Paris archivists and urban data managers have spent the better part of three years systematically purging duplicate images from the city's public-facing digital repositories, a quiet but consequential housekeeping effort that is now drawing attention from municipal governments across Europe and Asia. The scale of the problem was larger than most officials expected: internal audits conducted between 2023 and 2025 identified tens of thousands of redundant image files across portals managed by the Mairie de Paris and associated agencies, slowing database queries and inflating storage costs at a time when the city's IT budget is already stretched by Grand Paris Express commitments.
The urgency sharpened after Paris 2024. The Olympic and Paralympic Games generated an enormous surge in official photography — accreditation images, venue documentation, press-pool assets — that flowed into shared municipal and cultural databases. By late 2024, the Bibliothèque nationale de France's Gallica platform and the Atelier parisien d'urbanisme, known as APUR, were each dealing with redundancy rates that insiders described as administratively untenable, though neither organisation has published a precise figure publicly. What is clear is that the problem prompted a formal inter-agency working group, convened in early 2025, to agree on deduplication standards for images held across Paris's fragmented network of public data portals.
What Paris Is Actually Doing — And Where
The practical work has been concentrated in two distinct areas. At the BnF's site in the 13th arrondissement on Quai François-Mauriac, technical staff have been running perceptual hashing algorithms across Gallica's digitised photographic collections since February 2025, a method that catches near-identical images even when file names or metadata differ. The BnF has not released deduplication statistics, but the effort forms part of the institution's broader 2025–2027 digital strategy, a publicly available document that lists storage efficiency as a headline objective.
Separately, APUR — whose offices sit near the Hôtel de Ville in the 4th arrondissement — has been rationalising the aerial and street-level imagery it uses for urban planning analysis, particularly datasets tied to Seine riverbank regeneration projects between the Pont de Bercy and the Pont d'Iéna. Planners working on the ZAC Austerlitz redevelopment zone told colleagues at a January 2026 professional forum that duplicate imagery had in some cases led to conflicting measurements being used in early-stage design briefs, a practical error with real consequences.
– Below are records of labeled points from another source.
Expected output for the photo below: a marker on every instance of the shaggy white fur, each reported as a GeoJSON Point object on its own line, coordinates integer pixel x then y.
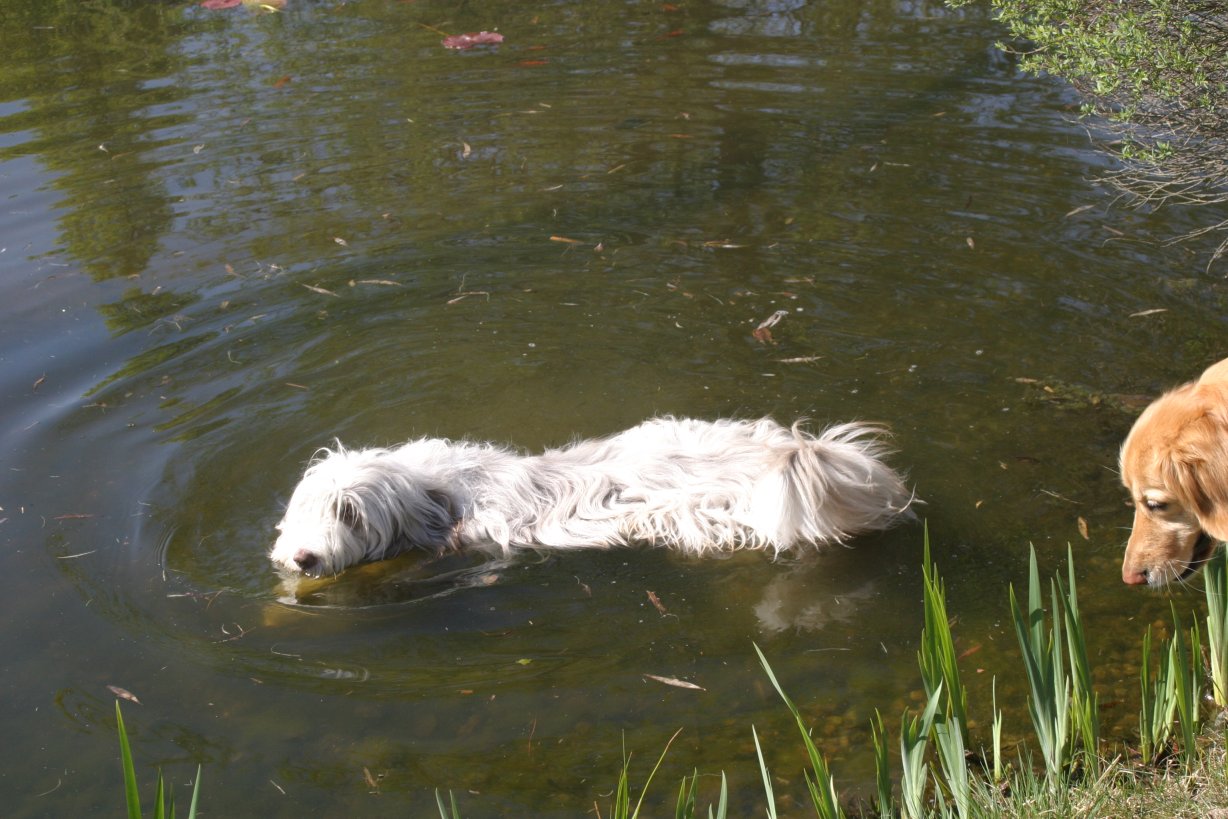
{"type": "Point", "coordinates": [693, 485]}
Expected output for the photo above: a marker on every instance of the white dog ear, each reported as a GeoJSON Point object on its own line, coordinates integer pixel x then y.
{"type": "Point", "coordinates": [349, 511]}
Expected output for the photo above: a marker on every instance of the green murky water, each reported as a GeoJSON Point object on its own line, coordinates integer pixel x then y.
{"type": "Point", "coordinates": [227, 238]}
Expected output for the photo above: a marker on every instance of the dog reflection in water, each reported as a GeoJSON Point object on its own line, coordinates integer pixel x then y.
{"type": "Point", "coordinates": [698, 486]}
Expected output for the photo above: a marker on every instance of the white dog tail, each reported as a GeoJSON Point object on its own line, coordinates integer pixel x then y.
{"type": "Point", "coordinates": [838, 485]}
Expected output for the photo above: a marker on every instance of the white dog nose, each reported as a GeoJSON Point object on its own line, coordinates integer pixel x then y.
{"type": "Point", "coordinates": [306, 560]}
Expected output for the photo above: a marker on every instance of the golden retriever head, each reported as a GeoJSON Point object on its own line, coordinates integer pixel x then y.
{"type": "Point", "coordinates": [1174, 464]}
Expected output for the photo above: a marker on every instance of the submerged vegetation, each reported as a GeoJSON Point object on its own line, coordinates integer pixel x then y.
{"type": "Point", "coordinates": [1179, 768]}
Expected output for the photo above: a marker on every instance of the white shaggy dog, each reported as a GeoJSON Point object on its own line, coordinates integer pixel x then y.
{"type": "Point", "coordinates": [693, 485]}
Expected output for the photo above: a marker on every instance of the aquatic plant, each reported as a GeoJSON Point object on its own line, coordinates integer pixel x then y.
{"type": "Point", "coordinates": [163, 797]}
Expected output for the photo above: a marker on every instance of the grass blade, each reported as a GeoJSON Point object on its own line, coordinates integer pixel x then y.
{"type": "Point", "coordinates": [125, 754]}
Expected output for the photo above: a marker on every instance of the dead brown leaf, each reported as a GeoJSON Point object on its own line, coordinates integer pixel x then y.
{"type": "Point", "coordinates": [676, 683]}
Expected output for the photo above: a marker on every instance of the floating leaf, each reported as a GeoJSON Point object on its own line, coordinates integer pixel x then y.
{"type": "Point", "coordinates": [123, 693]}
{"type": "Point", "coordinates": [763, 333]}
{"type": "Point", "coordinates": [462, 42]}
{"type": "Point", "coordinates": [676, 683]}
How Paris Compares With London, Amsterdam and Seoul
Other major cities have approached the same problem with varying degrees of urgency. Transport for London began a structured deduplication programme for its CCTV and asset-inspection image libraries in 2022, partly driven by UK government guidance on public-sector data efficiency issued that year. Amsterdam's municipal archive, the Stadsarchief, completed a major deduplication pass across its 750,000-item digital photographic collection by mid-2024, publishing its methodology openly — a level of transparency Paris has not yet matched. Seoul's Smart City data team, operating under the city's Digital Master Plan adopted in 2023, automated image deduplication at the point of upload across all district-level portals, effectively preventing the backlog from accumulating in the first place.
Paris, by contrast, is still working reactively rather than preventively. The inter-agency working group has proposed a common metadata schema that would allow real-time duplicate detection across participating portals, but as of July 2026 that schema remains in draft form. Adoption by agencies outside the BnF and APUR — including those managing images for the Paris habitat social housing authority and the Île-de-France Mobilités transport network — has not yet been formally confirmed.
For residents and researchers who use public data, the immediate practical upshot is limited but real. Searches on the Opendata Paris portal at opendata.paris.fr return cleaner results than they did two years ago, and the platform's image-related datasets have been flagged for review under a rolling six-month audit cycle that began in October 2025. Anyone relying on those datasets for research, journalism or urban planning work should cross-reference against APUR's own data portal, which publishes its update logs, to verify they are working from the most current, non-duplicated source. The city's next formal progress report on its data governance framework is expected before the end of 2026.